Cellectis Reports $211M Cash Runway Into H2 2027 and 100% ORR in Phase 2 Trial
Cellectis ended 2025 with $211 million in cash, equivalents and fixed-term deposits, securing financing into H2 2027 for its CAR-T pipeline. Its pivotal Phase 2 BALLI-01 trial for lasme-cel achieved 100% ORR in the target population with all patients becoming transplant-eligible and an interim analysis due in Q4 2026.
1. Full Year 2025 Financial Results
Cellectis closed 2025 with $211 million in cash, cash equivalents and fixed-term deposits, including $144.8 million in fixed-term deposits and $4.4 million in restricted cash, providing funding into the second half of 2027 and underpinning its ongoing clinical development.
2. Lasme-cel Phase 2 Interim Analysis and BLA Timeline
The pivotal Phase 2 BALLI-01 trial in relapsed or refractory B-ALL follows Phase 1 data showing 83% ORR at the RP2D and 100% ORR with universal transplant eligibility in the target cohort; the first interim analysis is expected in Q4 2026, with a Biologics License Application planned for 2028.
3. Eti-cel Phase 1 Trial in r/r NHL
In the NATHALI-01 Phase 1 study for relapsed or refractory NHL, eti-cel achieved an 88% overall response rate and 63% complete response rate at the current dose level among patients with prior CD19 CAR-T exposure; an IL-2 combination cohort is now enrolling and full data are anticipated in Q4 2026.

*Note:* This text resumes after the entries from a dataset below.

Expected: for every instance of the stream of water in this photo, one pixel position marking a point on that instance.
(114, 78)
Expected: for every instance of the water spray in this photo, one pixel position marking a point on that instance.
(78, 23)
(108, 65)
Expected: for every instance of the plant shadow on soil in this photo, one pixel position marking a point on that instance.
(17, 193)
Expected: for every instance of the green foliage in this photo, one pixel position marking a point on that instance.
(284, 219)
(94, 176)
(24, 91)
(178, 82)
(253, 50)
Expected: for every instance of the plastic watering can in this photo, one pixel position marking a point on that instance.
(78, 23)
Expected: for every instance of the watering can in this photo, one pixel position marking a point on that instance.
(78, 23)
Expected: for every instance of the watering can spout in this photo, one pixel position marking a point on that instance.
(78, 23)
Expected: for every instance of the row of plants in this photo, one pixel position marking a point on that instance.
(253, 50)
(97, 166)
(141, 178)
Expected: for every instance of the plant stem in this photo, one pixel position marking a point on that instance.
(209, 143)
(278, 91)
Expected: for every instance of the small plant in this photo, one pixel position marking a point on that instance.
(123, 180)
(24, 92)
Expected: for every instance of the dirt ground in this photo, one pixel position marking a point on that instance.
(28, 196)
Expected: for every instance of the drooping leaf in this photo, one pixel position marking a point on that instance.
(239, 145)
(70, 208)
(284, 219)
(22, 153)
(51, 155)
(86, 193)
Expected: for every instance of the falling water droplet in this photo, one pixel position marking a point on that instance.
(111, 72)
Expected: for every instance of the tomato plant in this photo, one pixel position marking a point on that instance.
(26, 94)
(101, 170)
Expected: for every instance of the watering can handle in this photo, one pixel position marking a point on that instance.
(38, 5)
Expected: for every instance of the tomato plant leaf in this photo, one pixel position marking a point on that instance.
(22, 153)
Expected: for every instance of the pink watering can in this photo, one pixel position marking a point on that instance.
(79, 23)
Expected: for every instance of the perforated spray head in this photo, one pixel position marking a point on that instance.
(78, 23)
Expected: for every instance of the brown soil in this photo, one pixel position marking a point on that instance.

4. Collaborations and Preclinical Advances
Cellectis is collaborating with Servier through Allogene on the ALPHA3 randomized Phase 2 consolidation trial in LBCL, with an interim futility analysis on MRD clearance planned for April 2026, and advancing joint research with AstraZeneca; preclinical work on cssDNA templates and TALE base editors has demonstrated over 40% knock-in efficiency and precise C-to-T editing without off-target effects.